Terms of service
BRIDGE TRONIC GLOBAL, INC – TERMS AND CONDITIONS
The following are the terms and conditions (“Terms and Conditions”) for the sale of equipment (“Equipment”) by Bridge Tronic Global Inc. (“Seller”) to Seller’s customers (“Buyer”). Please read this agreement carefully. Any different or additional terms set forth in buyer’s purchase order or similar communication are objected to and shall not be binding on the seller unless a separate agreement has been signed by an authorized officer of the seller. By placing an order for equipment from the seller, or by accepting delivery of the equipment described on the applicable packing slip, bill of lading and/or invoice received with the equipment, buyer agrees to be bound by and accept these terms and conditions of sale.

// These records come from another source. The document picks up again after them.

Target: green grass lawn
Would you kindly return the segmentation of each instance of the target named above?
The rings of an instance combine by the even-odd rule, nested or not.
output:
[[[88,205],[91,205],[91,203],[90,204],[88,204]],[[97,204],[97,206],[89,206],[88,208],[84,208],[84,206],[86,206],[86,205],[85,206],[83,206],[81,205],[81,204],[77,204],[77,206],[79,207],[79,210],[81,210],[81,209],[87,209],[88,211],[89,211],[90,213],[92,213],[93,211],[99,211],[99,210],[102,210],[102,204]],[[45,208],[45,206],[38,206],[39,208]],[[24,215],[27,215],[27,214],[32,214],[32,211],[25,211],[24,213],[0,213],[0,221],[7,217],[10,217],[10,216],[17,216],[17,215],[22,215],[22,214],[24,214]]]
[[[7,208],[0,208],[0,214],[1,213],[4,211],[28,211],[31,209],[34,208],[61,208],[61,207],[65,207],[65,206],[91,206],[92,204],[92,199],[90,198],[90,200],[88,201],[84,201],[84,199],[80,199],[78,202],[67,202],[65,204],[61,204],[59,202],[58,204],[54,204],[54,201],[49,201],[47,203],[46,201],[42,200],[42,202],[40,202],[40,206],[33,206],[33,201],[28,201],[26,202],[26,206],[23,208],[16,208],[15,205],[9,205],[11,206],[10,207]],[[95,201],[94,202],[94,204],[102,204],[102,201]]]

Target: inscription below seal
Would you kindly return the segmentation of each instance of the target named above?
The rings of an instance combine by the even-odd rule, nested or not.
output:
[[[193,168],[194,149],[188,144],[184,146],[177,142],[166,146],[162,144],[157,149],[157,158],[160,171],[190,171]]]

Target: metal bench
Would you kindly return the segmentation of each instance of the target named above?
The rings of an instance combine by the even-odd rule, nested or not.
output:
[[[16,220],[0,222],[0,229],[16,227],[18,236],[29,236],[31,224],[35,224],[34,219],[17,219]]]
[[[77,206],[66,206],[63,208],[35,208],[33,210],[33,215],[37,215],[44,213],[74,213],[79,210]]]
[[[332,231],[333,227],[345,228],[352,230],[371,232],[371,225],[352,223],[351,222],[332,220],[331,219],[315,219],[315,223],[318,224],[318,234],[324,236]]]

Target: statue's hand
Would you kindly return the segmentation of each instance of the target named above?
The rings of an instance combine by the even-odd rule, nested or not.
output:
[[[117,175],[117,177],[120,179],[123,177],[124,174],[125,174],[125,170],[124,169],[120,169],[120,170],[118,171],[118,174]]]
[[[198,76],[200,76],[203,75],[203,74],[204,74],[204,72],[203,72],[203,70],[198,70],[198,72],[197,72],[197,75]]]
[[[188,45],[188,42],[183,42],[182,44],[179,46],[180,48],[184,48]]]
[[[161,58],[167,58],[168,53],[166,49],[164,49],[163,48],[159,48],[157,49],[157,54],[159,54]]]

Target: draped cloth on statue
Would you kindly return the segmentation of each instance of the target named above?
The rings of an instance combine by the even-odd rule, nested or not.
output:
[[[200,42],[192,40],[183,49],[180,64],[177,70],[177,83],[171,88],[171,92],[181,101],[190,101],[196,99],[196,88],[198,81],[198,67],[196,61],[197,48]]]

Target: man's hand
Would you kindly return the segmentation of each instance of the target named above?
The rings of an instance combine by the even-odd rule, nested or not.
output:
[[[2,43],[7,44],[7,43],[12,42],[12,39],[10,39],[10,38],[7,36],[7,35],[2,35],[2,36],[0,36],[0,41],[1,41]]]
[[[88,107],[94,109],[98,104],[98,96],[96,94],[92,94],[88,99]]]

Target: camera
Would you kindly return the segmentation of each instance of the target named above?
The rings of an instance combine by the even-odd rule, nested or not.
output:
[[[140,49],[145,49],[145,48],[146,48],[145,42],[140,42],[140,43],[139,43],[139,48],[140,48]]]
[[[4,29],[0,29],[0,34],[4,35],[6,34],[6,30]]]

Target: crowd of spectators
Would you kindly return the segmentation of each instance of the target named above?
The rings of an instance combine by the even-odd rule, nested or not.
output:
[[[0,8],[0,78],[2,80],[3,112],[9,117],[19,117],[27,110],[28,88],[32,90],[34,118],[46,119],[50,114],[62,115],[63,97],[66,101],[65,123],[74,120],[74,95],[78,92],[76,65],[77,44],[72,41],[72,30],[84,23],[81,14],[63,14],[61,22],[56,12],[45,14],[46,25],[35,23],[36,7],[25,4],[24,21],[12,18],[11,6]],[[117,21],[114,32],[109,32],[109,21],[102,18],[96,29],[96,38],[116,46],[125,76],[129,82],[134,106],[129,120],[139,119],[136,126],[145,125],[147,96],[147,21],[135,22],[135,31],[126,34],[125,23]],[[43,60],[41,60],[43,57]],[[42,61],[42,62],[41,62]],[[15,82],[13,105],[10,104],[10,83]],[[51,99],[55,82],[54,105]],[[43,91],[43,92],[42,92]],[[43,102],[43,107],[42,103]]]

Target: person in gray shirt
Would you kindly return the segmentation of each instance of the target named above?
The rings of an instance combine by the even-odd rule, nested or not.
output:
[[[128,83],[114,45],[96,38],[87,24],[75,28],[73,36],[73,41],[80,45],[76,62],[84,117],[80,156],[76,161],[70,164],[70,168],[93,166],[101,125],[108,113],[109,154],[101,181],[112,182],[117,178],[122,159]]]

- Any information or knowledge which the Seller may have disclosed or may hereafter disclose to the Buyer in connection with the shipment of Equipment or the Agreement shall be deemed confidential and proprietary information of the Seller and shall not be disclosed by the Buyer to any third party without the prior written consent of an officer of the Seller.
- The Equipment is sold to Buyer “As-Is” and “Where-Is,” without recourse against the Seller. The Equipment is not subject to any warranty or guarantee, express or implied, as to the quality of the Equipment.
- If for any reason you are unsatisfied with your purchase, you may return the equipment within three calendar days from the date the equipment arrives at buyer’s facility based on the tracking number from the shipper. Seller will issue refund once the equipment has been returned and received from buyer. If the equipment is returned in condition which is different than when it was shipped out, the seller will take repair costs out of the refund value. Buyer is responsible for shipping and handling charges on return shipments. Calibration service (when ordered) is non-refundable. If written notice is not received by buyer within three calendar days of buyer receiving equipment, then all sales are final, and no refund will be issued to the buyer.
- Seller will collect sales tax on purchases made in California or shipped within California, unless a resale certificate is provided. The Buyer is responsible for applicable taxes, import/export fees, sales and VAT taxes for orders shipped outside the state of California or for orders outside the United States of America.
- All items are subject to prior sale and prices are subject to change without notice. If your equipment is unable to ship within three business days, or the quoted delivery time, we will contact you with an estimated shipping date.
- We accept credit card, PayPal, and prepayment by check or wire transfer. Payment from Buyer to the Seller is required within 7 calendar days from the date this Agreement is executed.
- Once signed, this Agreement is non-cancelable by the Buyer and no refund shall be granted to the Buyer.
- No proprietary software or intellectual property rights whatsoever are offered as part of this transaction, and no such rights shall be transferred.
- The Buyer understands that the Equipment may have been used with hazardous chemicals and assumes all risks associated with such chemicals. Further the Buyer, and not the Seller, is responsible to decontaminate the Equipment to make it safe for any transportation.
- The Buyer shall comply fully with all applicable laws and regulations in the performance of this Agreement including but not limited to all applicable import and export laws. The Seller is not responsible to deliver any Equipment until all import and export laws have been complied with by the Buyer.
- Title and risk of loss, including but not limited to loss during storage, freight, or transportation is passed to the Buyer upon the Seller’s receipt of payment.
- The Agreement shall be governed by the laws of California. Any dispute or cause of action which arises in connection with the Agreement shall be brought before a court of competent jurisdiction in Orange County, California. In the event the Buyer shall commence legal proceedings against the Seller to enforce the terms hereof, or to declare rights hereunder, as the result of a breach of any covenant or condition of this Agreement, the Seller shall be entitled to recover from the Buyer the Seller’s costs of suit, including reasonable attorneys’ fees, as may be fixed by the court.
- Buyer shall indemnify and hold harmless Seller against any and all liability, claims, suits, losses, costs and legal fees arising from or in connection with the Equipment subsequent to the receipt of payment, or arising from or in connection with Buyer’s acts, omissions or misrepresentations, regardless of the form of action brought against seller.